This article by columnist Robert McCartney highlights the results of a major regional conference on the Metro DC economy held last week and a just released study by MWCOG on our aging infrastructure. We present some of the key points below, but strongly recommend that you
read it in its entirety here:
A pair of loud alarm bells sounded last week for the Washington
area’s economy, and political leaders from Richmond to Annapolis should
take them seriously.
The warning of immediate concern came Thursday at an annual conference
of 750 business and civic leaders in McLean. Economics mavens led by
George Mason University professor Steve Fuller presented eye-opening
data showing that our region has trailed almost every other major U.S.
metropolitan area in job growth for the past three years. . .
“You’ve got all these shiny new restaurants . . . and
therefore everybody thinks everything’s great,” said David Oberting,
executive director of Economic Growth DC, a non-profit organization.
“They just don’t see the underlying weaknesses.”
Cutbacks in federal spending are
largely to blame, of course, and they can’t be helped. But it’s
worrisome that no other business sectors have emerged to replace Uncle
Sam as the region’s engine of growth.
The region’s top politicians ought to heed calls at the conference for a Washington-area summit to take steps to respond. . .

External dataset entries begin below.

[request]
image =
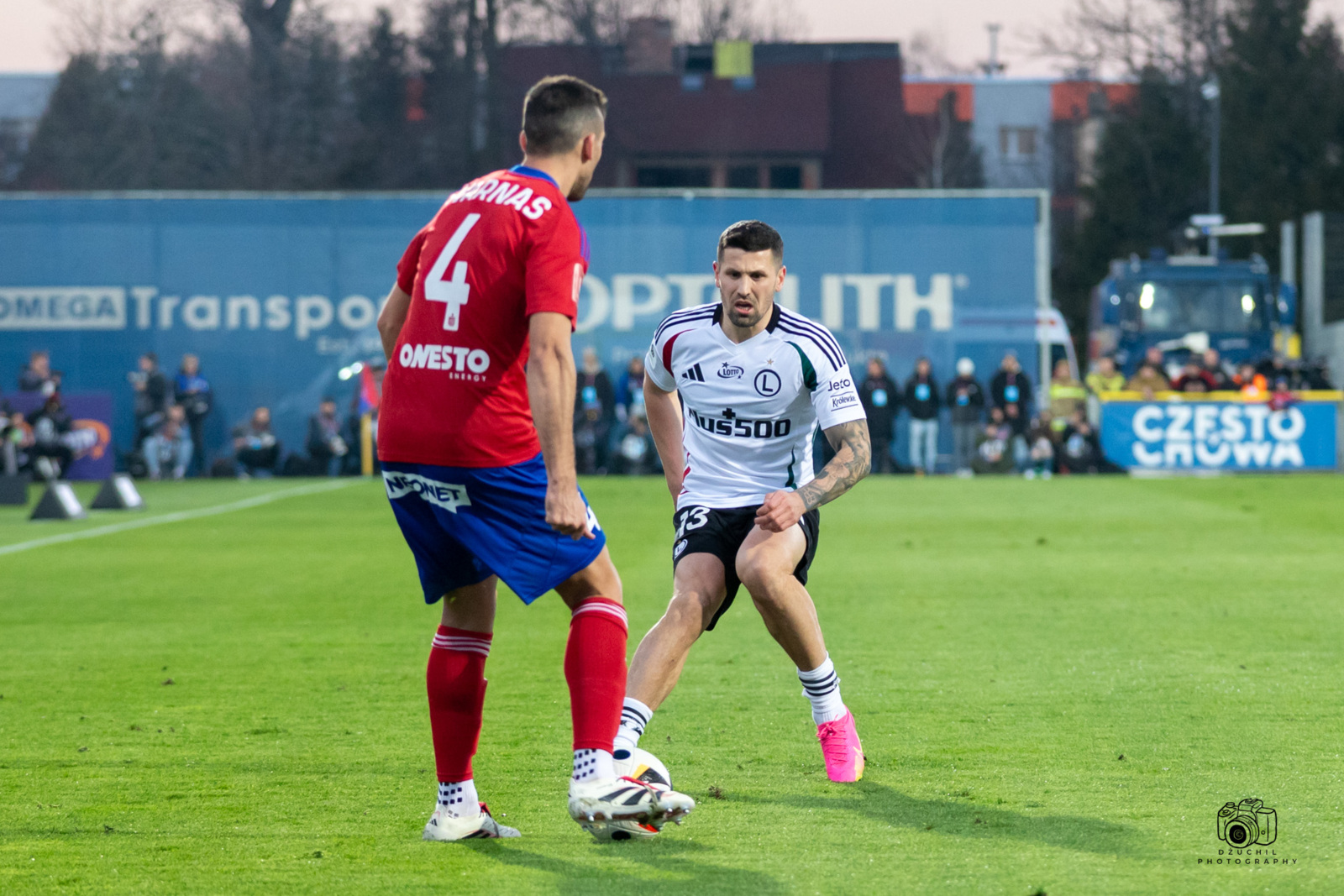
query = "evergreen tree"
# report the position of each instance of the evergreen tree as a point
(383, 154)
(1151, 170)
(1283, 90)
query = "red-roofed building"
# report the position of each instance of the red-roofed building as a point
(810, 116)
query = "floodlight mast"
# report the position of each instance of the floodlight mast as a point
(1214, 94)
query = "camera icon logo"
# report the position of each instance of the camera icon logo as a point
(1247, 824)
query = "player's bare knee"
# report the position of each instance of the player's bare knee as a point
(691, 610)
(597, 579)
(759, 574)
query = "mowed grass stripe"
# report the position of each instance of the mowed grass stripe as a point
(1001, 642)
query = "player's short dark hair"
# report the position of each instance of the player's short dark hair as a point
(558, 112)
(753, 237)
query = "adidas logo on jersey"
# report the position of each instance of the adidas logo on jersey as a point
(692, 374)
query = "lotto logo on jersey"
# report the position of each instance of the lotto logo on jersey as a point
(468, 363)
(445, 495)
(729, 423)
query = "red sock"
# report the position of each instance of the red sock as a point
(456, 684)
(595, 667)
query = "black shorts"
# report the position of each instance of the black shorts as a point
(701, 530)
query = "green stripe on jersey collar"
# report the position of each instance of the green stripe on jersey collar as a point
(810, 374)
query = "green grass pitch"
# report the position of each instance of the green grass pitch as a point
(1058, 685)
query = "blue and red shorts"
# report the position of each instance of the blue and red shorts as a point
(465, 524)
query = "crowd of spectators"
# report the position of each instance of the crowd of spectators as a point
(611, 427)
(1003, 426)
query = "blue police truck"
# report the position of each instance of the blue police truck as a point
(1186, 304)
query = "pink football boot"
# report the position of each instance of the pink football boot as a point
(842, 748)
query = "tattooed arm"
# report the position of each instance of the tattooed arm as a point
(853, 461)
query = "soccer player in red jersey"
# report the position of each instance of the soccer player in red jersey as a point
(477, 453)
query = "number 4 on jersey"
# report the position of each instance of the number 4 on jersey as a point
(454, 291)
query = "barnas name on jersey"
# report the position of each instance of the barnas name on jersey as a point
(501, 192)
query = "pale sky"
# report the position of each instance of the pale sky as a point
(29, 38)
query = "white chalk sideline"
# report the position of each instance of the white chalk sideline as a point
(179, 516)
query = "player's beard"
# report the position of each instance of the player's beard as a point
(581, 184)
(745, 322)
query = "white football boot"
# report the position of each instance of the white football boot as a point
(595, 802)
(447, 826)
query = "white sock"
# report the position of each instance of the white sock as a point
(635, 719)
(822, 687)
(459, 799)
(593, 765)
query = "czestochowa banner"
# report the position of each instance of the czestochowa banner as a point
(1221, 436)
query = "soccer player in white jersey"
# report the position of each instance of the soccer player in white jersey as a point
(754, 382)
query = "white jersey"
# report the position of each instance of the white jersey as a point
(750, 409)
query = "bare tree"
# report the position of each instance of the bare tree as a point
(1180, 38)
(925, 55)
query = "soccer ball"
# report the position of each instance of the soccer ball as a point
(643, 766)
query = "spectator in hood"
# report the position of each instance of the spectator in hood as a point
(255, 446)
(922, 401)
(13, 434)
(1158, 358)
(994, 446)
(170, 446)
(192, 392)
(595, 409)
(1066, 396)
(152, 396)
(1011, 394)
(1105, 378)
(629, 391)
(967, 401)
(38, 375)
(327, 449)
(1148, 380)
(880, 401)
(1041, 448)
(1249, 383)
(1079, 449)
(1194, 378)
(50, 456)
(1283, 396)
(1213, 363)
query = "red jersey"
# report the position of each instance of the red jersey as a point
(501, 249)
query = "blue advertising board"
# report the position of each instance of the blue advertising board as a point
(279, 293)
(1220, 436)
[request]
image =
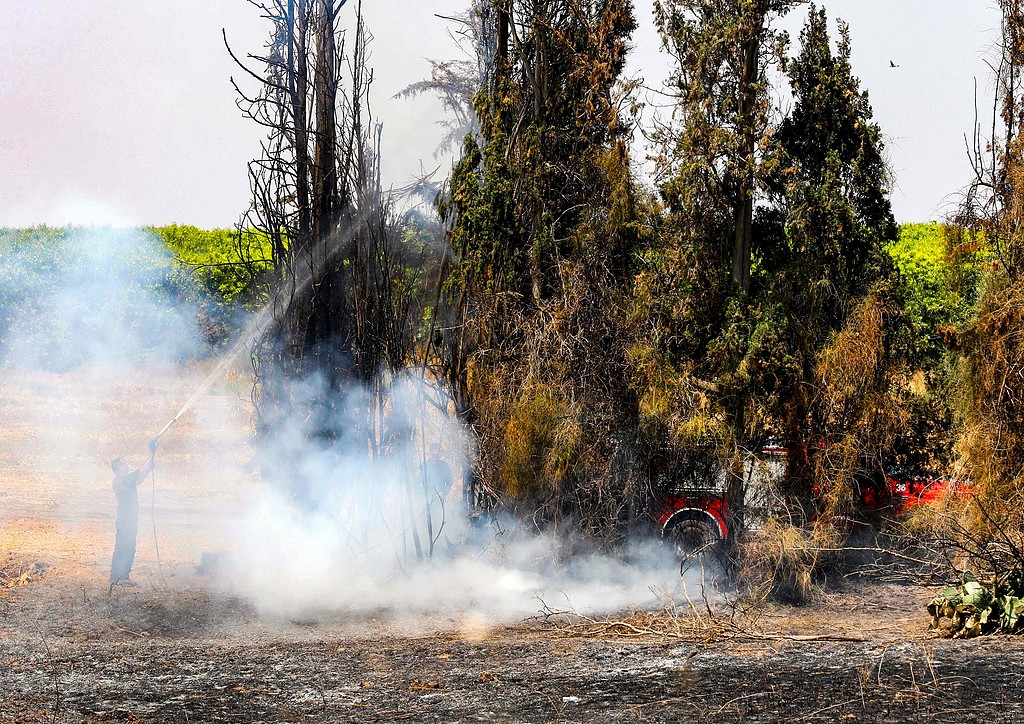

The other alarm, of a long-term nature, was rung in a study approved Wednesday by the Metropolitan Washington Council of Governments. It showed how much the region is falling short in investing in infrastructure such as roads, bridges, sewers and the electrical grid.
The staggering figure, considered a conservative estimate: $58 billion over the next 15 years.
That’s
how much we need just to “maintain” what government planners view as
“critical” building blocks of the regional economy. The cost per
resident would be more than $10,000 in extra taxes, user fees, tolls or
other charges.
Again, evidence of trouble is all around us. . .
This shortfall in infrastructure spending is hardly unique to our region. The whole country is facing it.
Nonetheless, it’s striking that the report is so much at odds with current budgetary and political realities. . . .
This is not a fun read, but everyone should take this article and the two recent events to heart and begin thinking about and doing whatever we can to reverse the situation. Nothing could be worse than not to have the economic growth we need to address the huge shortcomings in our infrastructure. Both need to be fixed now.